The real takeaway here isn’t that Databricks found a clever way to remove another Airflow DAG. They’re trying to remove entire categories of infrastructure. No operational database replica feeding analytics. No warehouse copy that’s always fifteen minutes behind production. No “Zero ETL” marketing that quietly hides another synchronization service behind the curtain.
One copy of the data, multiple engines reading and writing it, and governance living in one place.
Will it work? That’s the billion dollar question, or perhaps the hundred billion dollar question given Databricks’ valuation. Lakebase still has to prove it can be a production operational database at massive scale, and LTAP has to demonstrate that this elegant architecture survives contact with messy enterprise workloads.

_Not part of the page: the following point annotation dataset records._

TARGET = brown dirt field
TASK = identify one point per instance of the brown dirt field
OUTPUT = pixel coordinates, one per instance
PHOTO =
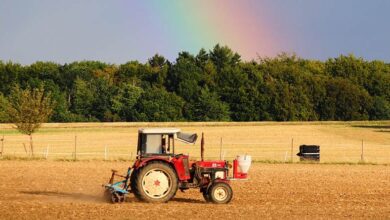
(72, 190)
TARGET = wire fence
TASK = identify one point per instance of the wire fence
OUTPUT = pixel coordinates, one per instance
(74, 147)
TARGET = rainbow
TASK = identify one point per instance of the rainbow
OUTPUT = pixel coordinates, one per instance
(192, 25)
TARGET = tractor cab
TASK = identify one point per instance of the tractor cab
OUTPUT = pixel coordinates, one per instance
(158, 172)
(161, 141)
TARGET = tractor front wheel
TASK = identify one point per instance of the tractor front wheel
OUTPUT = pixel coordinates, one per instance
(156, 182)
(220, 193)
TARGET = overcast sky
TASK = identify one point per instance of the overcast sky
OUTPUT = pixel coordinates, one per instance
(117, 31)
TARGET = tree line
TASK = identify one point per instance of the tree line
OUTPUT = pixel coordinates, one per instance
(213, 85)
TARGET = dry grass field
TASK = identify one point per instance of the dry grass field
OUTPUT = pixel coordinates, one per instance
(72, 190)
(265, 141)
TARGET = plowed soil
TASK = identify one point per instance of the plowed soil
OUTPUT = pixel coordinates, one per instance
(72, 190)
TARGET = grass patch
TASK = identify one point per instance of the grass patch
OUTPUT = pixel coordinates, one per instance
(19, 158)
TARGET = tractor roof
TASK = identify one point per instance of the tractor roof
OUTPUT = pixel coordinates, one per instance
(185, 137)
(159, 130)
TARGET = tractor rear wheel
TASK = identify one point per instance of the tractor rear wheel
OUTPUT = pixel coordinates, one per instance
(220, 193)
(156, 182)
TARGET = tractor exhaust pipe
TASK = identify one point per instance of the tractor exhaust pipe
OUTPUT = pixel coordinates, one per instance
(202, 148)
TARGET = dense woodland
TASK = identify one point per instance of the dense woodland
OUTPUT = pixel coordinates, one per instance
(209, 86)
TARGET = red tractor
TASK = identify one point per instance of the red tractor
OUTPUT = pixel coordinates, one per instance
(159, 172)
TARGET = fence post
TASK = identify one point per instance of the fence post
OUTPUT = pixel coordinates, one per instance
(2, 146)
(47, 152)
(220, 150)
(292, 149)
(362, 155)
(75, 147)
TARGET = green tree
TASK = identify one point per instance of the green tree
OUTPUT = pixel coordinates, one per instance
(157, 104)
(207, 107)
(28, 109)
(123, 103)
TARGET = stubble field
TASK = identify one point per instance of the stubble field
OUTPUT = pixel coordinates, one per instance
(72, 190)
(265, 141)
(56, 189)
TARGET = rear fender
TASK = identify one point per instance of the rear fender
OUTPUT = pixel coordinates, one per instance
(217, 181)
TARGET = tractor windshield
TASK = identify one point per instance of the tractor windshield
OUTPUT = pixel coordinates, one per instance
(187, 137)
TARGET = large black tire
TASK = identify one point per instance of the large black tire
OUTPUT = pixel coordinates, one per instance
(220, 193)
(156, 182)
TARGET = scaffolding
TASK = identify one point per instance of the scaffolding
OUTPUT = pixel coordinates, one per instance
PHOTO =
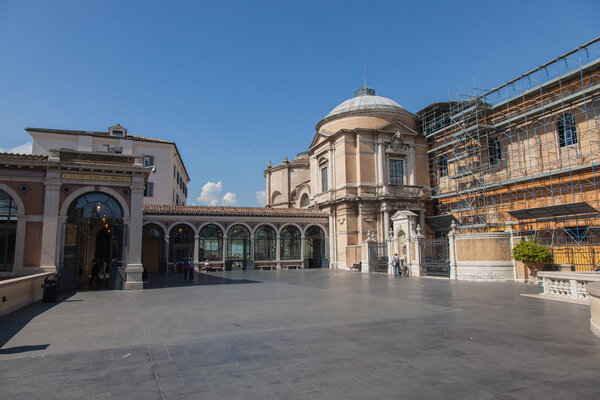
(532, 142)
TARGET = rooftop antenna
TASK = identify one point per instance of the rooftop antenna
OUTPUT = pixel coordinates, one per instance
(364, 73)
(119, 110)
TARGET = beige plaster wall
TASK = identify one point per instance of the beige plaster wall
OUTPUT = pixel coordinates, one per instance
(487, 249)
(33, 244)
(20, 292)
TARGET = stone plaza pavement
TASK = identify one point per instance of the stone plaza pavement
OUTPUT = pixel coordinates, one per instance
(308, 334)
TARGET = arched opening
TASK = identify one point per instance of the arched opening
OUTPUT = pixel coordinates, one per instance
(401, 245)
(304, 200)
(316, 248)
(290, 239)
(265, 244)
(210, 243)
(93, 244)
(8, 231)
(181, 246)
(153, 249)
(238, 247)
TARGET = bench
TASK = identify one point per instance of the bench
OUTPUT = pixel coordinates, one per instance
(355, 267)
(263, 267)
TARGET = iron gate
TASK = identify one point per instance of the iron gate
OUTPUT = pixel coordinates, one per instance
(436, 257)
(378, 253)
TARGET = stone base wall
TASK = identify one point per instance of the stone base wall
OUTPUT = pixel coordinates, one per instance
(484, 271)
(20, 292)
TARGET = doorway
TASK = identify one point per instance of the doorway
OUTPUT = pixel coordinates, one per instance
(316, 248)
(93, 244)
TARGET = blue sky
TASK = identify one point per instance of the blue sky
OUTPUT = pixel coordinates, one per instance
(236, 83)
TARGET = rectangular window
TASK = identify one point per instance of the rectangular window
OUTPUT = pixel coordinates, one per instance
(148, 161)
(576, 234)
(149, 190)
(324, 185)
(567, 130)
(396, 172)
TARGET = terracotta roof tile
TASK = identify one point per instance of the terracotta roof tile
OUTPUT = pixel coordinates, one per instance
(240, 211)
(28, 157)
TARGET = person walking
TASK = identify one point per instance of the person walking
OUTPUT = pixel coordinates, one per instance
(186, 269)
(396, 264)
(95, 272)
(191, 271)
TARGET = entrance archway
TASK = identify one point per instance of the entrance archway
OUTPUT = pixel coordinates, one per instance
(8, 231)
(153, 249)
(181, 245)
(93, 244)
(238, 247)
(316, 248)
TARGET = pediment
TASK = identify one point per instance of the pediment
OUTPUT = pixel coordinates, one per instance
(396, 126)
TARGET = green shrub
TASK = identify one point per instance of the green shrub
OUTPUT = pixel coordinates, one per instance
(532, 252)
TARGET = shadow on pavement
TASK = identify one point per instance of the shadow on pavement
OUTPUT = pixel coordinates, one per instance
(12, 323)
(161, 281)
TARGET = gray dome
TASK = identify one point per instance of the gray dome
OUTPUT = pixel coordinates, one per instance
(365, 99)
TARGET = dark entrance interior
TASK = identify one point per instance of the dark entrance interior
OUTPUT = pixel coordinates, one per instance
(316, 248)
(93, 244)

But if Databricks pulls it off, we may eventually look back at maintaining separate OLTP and OLAP systems the same way we now look at nightly FTP jobs and hand-written shell scripts. Necessary once, painful always, and eventually replaced by something that made us wonder why we tolerated the old way for so long.











Great write up. I definitely see a ton of value in the new RT engine. I’m hoping it as good as databricks says it is. It would be great to cut out that chunk of infrastructure that has to do CDC for replication.
"No “Zero ETL” marketing that quietly hides another synchronization service behind the curtain."
It can be ZeroETL. "User's who attended their deep dive sessions already reported it is basically their Postgres db in front that is replicating data to Iceberg with 1 to 5 min latency."
They say honestly - "one copy of data". But still a copy, replicated in the background. The difference is that with zeroETL you need to launch/enable the replication.